My pregnancy with Michael was more eventful than anyone would have liked. We started out with a bad nuchal translucency test result at about 11 or 12 weeks, which immediately put us in fear of our baby being born with Down's or a severe heart defect. We (Michael and I) undertook test after test to see if they could find out what was causing the high nuchal measurement, including a chorionic villus sampling test (which is what they do instead of amniocentisis when the pregnancy is too early along) and a fetal echo cardiogram. To this day, I think Michael and I had more sonograms than most people have for all of their children. Every subsequent test came back normal, but despite these subsequent "normal" results, from that moment on, we were treated as "high risk," and I never quite got over the nagging fear.

Here are two pictures from the original sonogram, showing the significant gap at the back of Michael's neck which so concerned the doctors:

nuchal #2 watermarkednuchal #1 Talking is Golden watermarked

Little did we know, at the time, the real cause of all our future problems was staring us in the face in the sonogram that was done at 11 weeks. My son had a frighteningly small lower jaw, a condition known as micrognathia. We all saw the small jaw on the pictures, at 11 weeks and later, at 20 weeks. The doctors even discussed it with me at one point, but "small chins" have been in my family for years. When the doctors heard about our family, they dismissed any real concern over the condition. Micrognathia can be a hallmark for several genetic syndromes, and it could be an indicator of a lot of potential problems, but if the condition ran in my family and we didn't have any genetic issues, no one saw any reason to pursue the matter.

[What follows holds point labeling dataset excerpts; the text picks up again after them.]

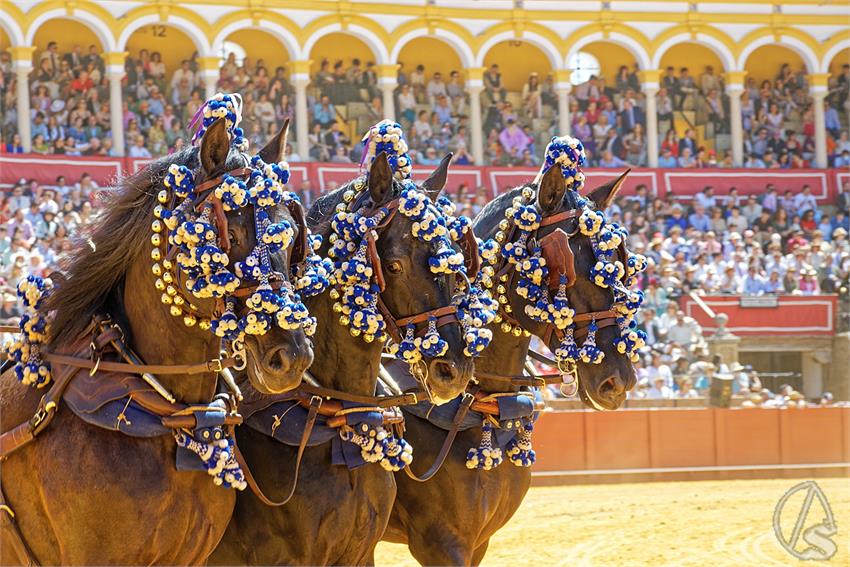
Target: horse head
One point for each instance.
(564, 278)
(276, 359)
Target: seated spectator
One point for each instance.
(324, 112)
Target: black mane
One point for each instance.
(487, 220)
(119, 236)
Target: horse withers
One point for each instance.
(450, 519)
(338, 512)
(82, 494)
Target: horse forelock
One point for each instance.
(118, 237)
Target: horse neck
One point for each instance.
(504, 357)
(342, 362)
(160, 338)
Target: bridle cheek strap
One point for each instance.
(555, 249)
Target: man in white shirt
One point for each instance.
(659, 390)
(805, 201)
(435, 89)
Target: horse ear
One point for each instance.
(603, 195)
(380, 179)
(435, 183)
(215, 145)
(274, 150)
(552, 189)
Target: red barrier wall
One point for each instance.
(791, 315)
(662, 438)
(684, 183)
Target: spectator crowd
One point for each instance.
(69, 101)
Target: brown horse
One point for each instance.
(450, 519)
(88, 496)
(337, 515)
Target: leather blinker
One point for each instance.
(301, 246)
(375, 259)
(469, 246)
(555, 249)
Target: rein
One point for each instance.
(444, 315)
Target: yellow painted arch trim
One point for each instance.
(17, 16)
(257, 17)
(693, 29)
(164, 11)
(69, 8)
(426, 25)
(519, 27)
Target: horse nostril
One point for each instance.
(444, 369)
(611, 387)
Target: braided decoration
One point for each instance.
(229, 107)
(377, 445)
(568, 154)
(433, 223)
(519, 449)
(205, 264)
(485, 456)
(30, 369)
(218, 457)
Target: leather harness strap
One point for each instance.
(19, 545)
(408, 398)
(312, 415)
(215, 365)
(465, 404)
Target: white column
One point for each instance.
(209, 71)
(650, 90)
(23, 67)
(563, 86)
(563, 110)
(388, 95)
(302, 120)
(300, 78)
(649, 79)
(736, 123)
(820, 127)
(734, 89)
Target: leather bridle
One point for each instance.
(207, 197)
(396, 326)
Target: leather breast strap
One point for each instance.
(465, 404)
(312, 415)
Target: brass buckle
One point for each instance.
(41, 414)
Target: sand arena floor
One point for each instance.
(659, 524)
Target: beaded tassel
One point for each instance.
(485, 456)
(218, 458)
(431, 345)
(568, 350)
(519, 449)
(398, 453)
(30, 369)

Here is one of the pictures from the 20 week sonogram that shows how small Michael's chin is:

20 wk weak chin watermarked

We all missed another clue, though. We missed that not only did our little guy have micrognathia, but I also had polyhydramnios, meaning I had too much amniotic fluid. Months would pass before we would make the connection between the two conditions, but they were related. Michael's micrognathia was causing my polyhydramnios. To be more specific:

Michael's micrognathia was crowding out his tongue and causing some birth defects that no one could see on the sonogram. Because Michael's tongue didn't have enough room, it got pushed up into the roof of his mouth, so his roof never closed and he was born with a cleft of his soft palate. (This is not a cleft of the hard palate or the lip, but just of the soft palate, basically, the roof of his mouth had a big hole in it.) Because of the position of Michael's tongue (being pushed up and back), and because of the cleft palate, Michael wasn't swallowing the typical amount of amniotic fluid and it was building up. In hindsight, we had a big sign of what was coming, but we weren't looking in the right place. The large nuchal translucency was a red herring. Insofar as anyone knows to this day, it was simply a false positive -- a fluke -- and of no bearing whatsoever on Michael's chin or the problems that was causing. We had been looking for any number of defects, except the one that blindsided us when Michael was born.